Opinião: Pikachu não é Daniel Alves. Mas deveria ter mais chances de atacar

31/10/2019 às 18h16 - CLUBE
Foto: Marcelo Theobald / Agência O GloboYago Pikachu é um dos melhores finalizadores do elenco do Vasco, mas joga longe da área adversária
Yago Pikachu é um dos melhores finalizadores do elenco do Vasco, mas joga longe da área adversária

Quando foi a última vez que Yago Pikachu, principal artilheiro do Vasco nas últimas duas temporadas, marcou um gol que não fosse em cobrança de pênalti? O lateral-direito é, na equipe de Vanderlei Luxemburgo, uma arma engatilhada, mas pouco disparada. Um desperdício a essa altura do Campeonato Brasileiro, quando todos os times já se conhecem e é preciso ter artimanhas novas para surpreender os rivais.

Convenhamos, o potencial ofensivo de Pikachu não é exatamente uma novidade. E o jogador também não é um Daniel Alves, um ás criativo como o lateral do São Paulo e da seleção. Mas na equipe do Vasco atual, sua capacidade de definição tem sido uma valência tão pouco utilizada que quando Yago Pikachu aparecer novamente na grande área rival, o marcador pode até tomar um susto com sua presença.

Tamanho recuo pode ser uma escolha de Vanderlei Luxemburgo, ou reflexo de uma carência do elenco, ou um problema tático que o técnico não consegue resolver. Ou então as três coisas ao mesmo tempo. Desde que o treinador assumiu o Vasco, trouxe o jogador de volta para a lateral. Cáceres não goza de prestígio com o professor e com isso Pikachu fez da posição sua propriedade.

Longe da área adversária, ele não consegue finalizar tão bem quanto pode. São 35 gols pelo Vasco desde que foi contratado, em 2016. Foram 11 de pênalti e 24 com bola rolando. Desses, 16 foram marcados quando foi escalado sem maiores obrigações defensivas. O último sem ser de bola parada, resposta à pergunta feita na primeira linha, saiu contra o Avaí, em abril, pela Copa do Brasil, quando jogou na ponta direita. Mas essa não é realidade do jogador no momento. Pikachu precisa primeiro defender. Contra o Grêmio, quarta-feira, teve trabalho dobrado com Cortês e Everton. Deu apenas um chute a gol, errado, em uma partida em que o time da Colina precisava atacar para evitar a derrota.
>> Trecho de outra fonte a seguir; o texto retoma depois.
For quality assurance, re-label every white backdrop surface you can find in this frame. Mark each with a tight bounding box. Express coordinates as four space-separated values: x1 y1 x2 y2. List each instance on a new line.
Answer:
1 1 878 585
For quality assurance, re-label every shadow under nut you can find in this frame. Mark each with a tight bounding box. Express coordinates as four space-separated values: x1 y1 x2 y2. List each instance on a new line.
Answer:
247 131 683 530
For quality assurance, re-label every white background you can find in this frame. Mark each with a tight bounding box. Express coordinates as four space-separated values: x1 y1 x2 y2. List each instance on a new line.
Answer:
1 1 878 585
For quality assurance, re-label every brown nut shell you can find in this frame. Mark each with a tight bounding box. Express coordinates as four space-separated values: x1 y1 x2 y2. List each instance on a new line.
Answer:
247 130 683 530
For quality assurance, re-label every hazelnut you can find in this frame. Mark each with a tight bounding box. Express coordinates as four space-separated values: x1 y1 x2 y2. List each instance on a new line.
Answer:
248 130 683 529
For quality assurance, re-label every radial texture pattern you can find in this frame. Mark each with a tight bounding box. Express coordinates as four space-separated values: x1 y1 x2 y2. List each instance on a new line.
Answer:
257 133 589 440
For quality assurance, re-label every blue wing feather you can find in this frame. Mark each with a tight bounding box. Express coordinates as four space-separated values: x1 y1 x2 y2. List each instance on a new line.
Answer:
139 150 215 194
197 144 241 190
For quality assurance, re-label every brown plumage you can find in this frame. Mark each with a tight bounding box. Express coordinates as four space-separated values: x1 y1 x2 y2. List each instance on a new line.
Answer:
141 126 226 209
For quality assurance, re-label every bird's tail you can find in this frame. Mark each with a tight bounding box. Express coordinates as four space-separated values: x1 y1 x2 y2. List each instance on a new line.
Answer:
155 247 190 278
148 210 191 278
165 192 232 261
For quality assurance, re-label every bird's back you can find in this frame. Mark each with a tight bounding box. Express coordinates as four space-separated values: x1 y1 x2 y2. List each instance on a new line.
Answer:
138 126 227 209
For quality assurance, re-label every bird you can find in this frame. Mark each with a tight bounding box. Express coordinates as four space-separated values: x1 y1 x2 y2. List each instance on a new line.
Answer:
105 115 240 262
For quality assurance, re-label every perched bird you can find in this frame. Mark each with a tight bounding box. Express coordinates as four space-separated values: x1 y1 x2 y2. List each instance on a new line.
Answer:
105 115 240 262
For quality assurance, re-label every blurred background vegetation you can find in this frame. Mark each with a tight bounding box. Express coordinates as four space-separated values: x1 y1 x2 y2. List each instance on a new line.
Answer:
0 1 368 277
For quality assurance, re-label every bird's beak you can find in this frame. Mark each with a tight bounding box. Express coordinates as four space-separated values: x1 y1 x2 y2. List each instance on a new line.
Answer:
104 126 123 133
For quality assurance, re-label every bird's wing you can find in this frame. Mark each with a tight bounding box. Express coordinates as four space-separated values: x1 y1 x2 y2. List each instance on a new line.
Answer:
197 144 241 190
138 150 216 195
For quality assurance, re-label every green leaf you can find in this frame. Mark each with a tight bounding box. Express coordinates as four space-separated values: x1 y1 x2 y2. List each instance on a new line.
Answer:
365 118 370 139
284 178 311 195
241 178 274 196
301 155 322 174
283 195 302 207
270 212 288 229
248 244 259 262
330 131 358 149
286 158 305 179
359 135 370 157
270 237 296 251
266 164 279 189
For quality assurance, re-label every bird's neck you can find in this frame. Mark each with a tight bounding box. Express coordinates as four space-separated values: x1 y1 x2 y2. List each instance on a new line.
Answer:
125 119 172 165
É compreensível a necessidade de Luxemburgo ter o jogador no setor, uma vez que o reserva não consegue fazer a marcação com a mesma eficiência. Mas existe também uma dificuldade em criar movimentos em campo que permitam Pikachu aparecer mais no ataque mesmo vindo da lateral. O primeiro obstáculo é a presença de Rossi na equipe. O atacante domina o lado direito ofensivo do Vasco. Seu deslocamento em direção à área é o mesmo que Pikachu faria. Para não baterem cabeça, o lateral sobe pouco.

Contra o Grêmio, não havia Rossi em campo e Yago, mesmo assim, não conseguiu avançar tanto quanto poderia. Uma explicação é clara: o time de Vanderlei Luxemburgo tradicionalmente atua com as linhas mais baixas, dá terreno para o adversário jogar e tenta sair em velocidade no contra-ataque. Ao jogar assim, dificulta demais a vida do lateral que quer chegar ao gol adversário como fator surpresa. Pikachu é rápido, mas nem tanto, não há arrancada que permita uma transição tão rápida.

No fim das contas, a cobertura eficiente de um jogador do meio de campo poderia permitir que Yago Pikachu subisse mais ao ataque sem que a defesa ficasse muito exposta. O fato é que, ofensivamente, as limitações do elenco atual do Vasco são ainda mais evidentes - Marrony, Lucas Ribamar, Rossi e até mesmo Talles Magno estão longe de serem exímios finalizadores. A engenharia tática é complexa, mas ter Pikachu eventualmente em condições melhores para finalizar pode ser uma alternativa neste fim de temporada.